Presidente intentó comer en el Starnberg luego de asistir al Monumental
El dueño del local lamenta lo ocurrido el martes que le envió una carta al mandatario para pedirle disculpas e invitarlo en desagravio,
«Pucha, señor Presidente, si llega un poquito antes se sienta aquí con nosotros y le alcanzamos a convidar algo, pero ya se llevaron todos los platos», bromeó uno de los comensales del restaurante «Starnberg». Risotadas. Todo el resto de la mesa dio rienda suelta a su picardía criolla y lo acompañaron con más tallas, que en rigor eran de solidaridad. Sebastián Piñera, encogido de hombros y con cara de resignación, las asumió todas de muy buen humor y, canchero, les advirtió que para la próxima les cobraría la palabra. Luego se despidió aceleradamente y salió como un rayo.

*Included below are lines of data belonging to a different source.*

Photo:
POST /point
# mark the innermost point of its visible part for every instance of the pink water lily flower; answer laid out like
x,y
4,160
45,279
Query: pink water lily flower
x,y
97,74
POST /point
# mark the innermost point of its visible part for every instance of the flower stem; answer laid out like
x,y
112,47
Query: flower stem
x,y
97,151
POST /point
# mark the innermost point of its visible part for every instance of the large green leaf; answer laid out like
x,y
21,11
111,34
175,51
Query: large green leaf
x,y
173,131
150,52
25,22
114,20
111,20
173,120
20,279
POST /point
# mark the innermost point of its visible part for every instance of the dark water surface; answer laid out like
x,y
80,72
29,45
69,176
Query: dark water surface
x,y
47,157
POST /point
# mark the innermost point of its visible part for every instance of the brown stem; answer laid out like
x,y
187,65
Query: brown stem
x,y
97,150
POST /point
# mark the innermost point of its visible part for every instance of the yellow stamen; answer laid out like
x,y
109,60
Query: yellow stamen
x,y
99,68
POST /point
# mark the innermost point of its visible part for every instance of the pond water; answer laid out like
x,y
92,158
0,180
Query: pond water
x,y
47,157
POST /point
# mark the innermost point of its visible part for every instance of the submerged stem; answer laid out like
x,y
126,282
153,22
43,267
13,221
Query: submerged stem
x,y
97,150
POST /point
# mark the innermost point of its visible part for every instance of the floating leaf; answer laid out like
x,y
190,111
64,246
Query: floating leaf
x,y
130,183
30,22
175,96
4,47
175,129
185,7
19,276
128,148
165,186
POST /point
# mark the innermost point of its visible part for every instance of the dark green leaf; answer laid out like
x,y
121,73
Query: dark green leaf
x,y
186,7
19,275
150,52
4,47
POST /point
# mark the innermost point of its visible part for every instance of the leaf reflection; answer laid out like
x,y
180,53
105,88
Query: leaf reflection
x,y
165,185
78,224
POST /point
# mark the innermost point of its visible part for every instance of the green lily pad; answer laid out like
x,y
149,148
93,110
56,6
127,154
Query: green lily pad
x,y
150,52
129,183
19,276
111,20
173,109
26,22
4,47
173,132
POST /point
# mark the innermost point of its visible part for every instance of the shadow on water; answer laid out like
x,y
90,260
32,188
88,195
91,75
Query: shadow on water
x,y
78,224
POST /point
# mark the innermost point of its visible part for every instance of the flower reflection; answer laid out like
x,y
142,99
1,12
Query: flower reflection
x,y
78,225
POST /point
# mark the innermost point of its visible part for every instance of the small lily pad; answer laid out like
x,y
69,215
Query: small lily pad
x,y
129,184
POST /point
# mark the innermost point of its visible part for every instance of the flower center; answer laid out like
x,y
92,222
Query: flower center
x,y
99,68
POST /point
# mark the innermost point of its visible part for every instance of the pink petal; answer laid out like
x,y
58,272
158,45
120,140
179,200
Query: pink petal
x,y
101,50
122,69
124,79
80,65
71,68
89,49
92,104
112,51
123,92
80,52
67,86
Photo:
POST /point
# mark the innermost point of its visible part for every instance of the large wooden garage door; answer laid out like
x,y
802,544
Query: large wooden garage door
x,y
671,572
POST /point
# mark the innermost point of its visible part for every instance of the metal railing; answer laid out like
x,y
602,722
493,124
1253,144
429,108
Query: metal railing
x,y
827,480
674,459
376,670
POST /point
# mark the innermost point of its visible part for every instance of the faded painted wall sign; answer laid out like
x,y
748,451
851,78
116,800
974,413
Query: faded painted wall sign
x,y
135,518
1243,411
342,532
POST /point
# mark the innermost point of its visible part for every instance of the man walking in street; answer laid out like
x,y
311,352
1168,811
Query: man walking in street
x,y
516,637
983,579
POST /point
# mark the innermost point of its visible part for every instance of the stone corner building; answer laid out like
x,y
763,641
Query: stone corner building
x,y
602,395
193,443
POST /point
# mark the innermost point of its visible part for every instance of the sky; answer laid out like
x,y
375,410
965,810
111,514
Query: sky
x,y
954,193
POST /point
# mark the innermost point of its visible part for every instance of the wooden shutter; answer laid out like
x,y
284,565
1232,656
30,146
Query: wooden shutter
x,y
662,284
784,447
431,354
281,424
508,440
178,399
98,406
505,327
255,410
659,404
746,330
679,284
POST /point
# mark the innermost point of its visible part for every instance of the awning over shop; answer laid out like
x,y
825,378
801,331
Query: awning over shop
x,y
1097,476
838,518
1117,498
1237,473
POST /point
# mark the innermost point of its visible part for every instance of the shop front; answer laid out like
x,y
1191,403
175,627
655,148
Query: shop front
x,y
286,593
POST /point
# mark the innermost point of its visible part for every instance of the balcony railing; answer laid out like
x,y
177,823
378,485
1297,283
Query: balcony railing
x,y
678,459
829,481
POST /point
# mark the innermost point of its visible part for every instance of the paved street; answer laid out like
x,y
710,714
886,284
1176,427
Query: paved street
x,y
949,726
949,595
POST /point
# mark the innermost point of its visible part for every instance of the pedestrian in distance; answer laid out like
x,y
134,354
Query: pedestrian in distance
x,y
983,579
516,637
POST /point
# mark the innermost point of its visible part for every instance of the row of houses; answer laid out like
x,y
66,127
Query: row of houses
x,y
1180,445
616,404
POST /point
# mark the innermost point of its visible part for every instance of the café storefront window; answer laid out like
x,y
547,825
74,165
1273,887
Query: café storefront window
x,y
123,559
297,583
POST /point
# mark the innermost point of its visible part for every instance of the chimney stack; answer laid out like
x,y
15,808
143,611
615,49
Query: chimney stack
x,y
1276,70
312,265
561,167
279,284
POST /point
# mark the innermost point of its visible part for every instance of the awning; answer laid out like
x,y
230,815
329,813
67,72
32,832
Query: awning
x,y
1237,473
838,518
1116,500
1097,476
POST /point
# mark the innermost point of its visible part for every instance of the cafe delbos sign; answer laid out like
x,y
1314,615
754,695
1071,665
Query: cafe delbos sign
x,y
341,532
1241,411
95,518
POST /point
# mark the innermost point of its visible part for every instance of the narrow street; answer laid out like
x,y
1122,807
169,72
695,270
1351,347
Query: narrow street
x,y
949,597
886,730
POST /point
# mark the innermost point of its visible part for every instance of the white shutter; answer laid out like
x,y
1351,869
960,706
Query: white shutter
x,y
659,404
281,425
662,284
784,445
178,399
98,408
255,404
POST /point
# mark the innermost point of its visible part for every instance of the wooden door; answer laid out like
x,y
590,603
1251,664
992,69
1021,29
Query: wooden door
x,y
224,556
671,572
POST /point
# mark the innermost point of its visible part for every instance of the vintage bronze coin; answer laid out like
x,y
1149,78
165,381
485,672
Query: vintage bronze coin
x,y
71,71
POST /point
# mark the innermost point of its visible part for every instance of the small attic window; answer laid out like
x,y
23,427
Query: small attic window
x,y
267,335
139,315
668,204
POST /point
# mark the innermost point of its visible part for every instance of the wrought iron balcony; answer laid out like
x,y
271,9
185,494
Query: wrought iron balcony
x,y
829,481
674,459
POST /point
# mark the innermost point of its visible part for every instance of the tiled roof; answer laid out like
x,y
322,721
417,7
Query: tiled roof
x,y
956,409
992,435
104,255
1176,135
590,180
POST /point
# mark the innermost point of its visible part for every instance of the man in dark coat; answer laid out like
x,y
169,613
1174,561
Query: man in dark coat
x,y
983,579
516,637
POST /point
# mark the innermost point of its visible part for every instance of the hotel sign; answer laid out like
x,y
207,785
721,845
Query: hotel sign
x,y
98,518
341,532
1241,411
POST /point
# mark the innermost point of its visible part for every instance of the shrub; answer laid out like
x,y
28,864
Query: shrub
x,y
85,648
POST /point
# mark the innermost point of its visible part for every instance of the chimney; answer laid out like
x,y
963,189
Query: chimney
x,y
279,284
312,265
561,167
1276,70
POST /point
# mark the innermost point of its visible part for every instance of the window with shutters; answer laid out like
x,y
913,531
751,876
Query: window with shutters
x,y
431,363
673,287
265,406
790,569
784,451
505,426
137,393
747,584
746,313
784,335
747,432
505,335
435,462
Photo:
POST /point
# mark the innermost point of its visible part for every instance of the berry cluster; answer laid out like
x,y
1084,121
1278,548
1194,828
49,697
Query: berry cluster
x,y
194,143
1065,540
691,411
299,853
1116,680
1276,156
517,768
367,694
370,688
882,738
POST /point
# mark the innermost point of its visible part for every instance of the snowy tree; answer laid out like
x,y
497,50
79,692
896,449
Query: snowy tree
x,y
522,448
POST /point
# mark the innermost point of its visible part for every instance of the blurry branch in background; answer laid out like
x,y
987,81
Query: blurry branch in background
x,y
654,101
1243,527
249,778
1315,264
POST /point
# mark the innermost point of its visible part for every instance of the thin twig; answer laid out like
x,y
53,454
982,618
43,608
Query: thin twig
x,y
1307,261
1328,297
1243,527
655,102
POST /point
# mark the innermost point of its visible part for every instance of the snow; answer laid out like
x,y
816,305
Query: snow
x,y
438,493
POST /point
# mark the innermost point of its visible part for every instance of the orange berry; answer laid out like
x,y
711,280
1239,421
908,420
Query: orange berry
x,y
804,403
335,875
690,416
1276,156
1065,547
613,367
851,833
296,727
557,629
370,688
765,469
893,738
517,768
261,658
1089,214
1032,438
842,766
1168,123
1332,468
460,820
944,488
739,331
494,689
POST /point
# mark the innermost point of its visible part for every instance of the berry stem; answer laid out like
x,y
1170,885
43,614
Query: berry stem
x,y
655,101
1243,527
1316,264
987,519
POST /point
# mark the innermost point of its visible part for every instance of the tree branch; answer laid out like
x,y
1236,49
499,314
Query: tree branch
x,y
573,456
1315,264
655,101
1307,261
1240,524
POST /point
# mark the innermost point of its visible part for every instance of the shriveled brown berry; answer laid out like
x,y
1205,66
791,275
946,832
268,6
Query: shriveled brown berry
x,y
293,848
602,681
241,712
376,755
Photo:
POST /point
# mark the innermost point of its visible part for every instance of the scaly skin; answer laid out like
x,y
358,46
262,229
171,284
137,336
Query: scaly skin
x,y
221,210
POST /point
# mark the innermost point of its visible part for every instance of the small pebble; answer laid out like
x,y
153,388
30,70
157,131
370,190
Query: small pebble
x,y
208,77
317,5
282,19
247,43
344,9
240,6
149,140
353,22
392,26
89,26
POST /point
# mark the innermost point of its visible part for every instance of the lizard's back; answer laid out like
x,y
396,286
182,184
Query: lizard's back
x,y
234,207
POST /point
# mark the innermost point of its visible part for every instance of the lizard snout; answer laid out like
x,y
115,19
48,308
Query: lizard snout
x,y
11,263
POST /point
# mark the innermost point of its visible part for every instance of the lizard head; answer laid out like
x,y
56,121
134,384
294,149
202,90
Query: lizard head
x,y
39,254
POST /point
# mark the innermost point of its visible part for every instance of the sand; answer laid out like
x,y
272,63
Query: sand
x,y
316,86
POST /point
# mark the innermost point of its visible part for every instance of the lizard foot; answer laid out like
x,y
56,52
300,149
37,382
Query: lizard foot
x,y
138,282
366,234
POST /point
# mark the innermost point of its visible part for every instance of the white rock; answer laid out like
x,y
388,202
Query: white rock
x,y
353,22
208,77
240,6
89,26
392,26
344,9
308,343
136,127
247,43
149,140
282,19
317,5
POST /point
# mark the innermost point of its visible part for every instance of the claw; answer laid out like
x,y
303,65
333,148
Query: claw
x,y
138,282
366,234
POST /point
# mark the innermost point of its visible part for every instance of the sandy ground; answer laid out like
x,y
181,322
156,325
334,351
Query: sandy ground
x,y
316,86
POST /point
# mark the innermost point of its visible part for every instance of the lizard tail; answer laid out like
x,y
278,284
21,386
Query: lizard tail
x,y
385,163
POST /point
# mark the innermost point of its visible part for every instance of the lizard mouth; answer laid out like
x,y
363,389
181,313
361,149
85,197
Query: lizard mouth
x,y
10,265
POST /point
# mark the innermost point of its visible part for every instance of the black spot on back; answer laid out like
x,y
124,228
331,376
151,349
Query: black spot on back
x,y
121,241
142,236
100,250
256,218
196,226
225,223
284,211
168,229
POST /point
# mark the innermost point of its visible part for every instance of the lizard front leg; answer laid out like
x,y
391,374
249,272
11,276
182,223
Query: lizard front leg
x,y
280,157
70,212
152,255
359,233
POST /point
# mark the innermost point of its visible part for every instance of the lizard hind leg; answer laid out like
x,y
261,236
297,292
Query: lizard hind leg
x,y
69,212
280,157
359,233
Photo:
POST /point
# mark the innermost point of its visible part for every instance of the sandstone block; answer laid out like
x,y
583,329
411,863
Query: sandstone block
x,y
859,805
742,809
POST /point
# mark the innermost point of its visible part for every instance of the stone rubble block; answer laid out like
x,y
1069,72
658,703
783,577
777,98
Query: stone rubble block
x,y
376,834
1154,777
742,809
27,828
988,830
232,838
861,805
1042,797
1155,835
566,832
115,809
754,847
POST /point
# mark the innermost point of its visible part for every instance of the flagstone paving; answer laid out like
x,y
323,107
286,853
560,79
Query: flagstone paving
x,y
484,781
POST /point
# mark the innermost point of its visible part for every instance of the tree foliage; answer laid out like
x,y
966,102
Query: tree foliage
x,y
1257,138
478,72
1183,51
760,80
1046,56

Igualdad ante la ley. y ante la hora de las comidas. Tal vez ese sea el concepto que podría redondear este curioso episodio, ocurrido a las 23.40 horas del pasado martes 16 de marzo, ocurrido pocos minutos después de que Piñera abandonara el Estadio Monumental, cuando el partido entre Colo Colo y Vélez Sarsfield por la Copa Libertadores aún se estaba jugando.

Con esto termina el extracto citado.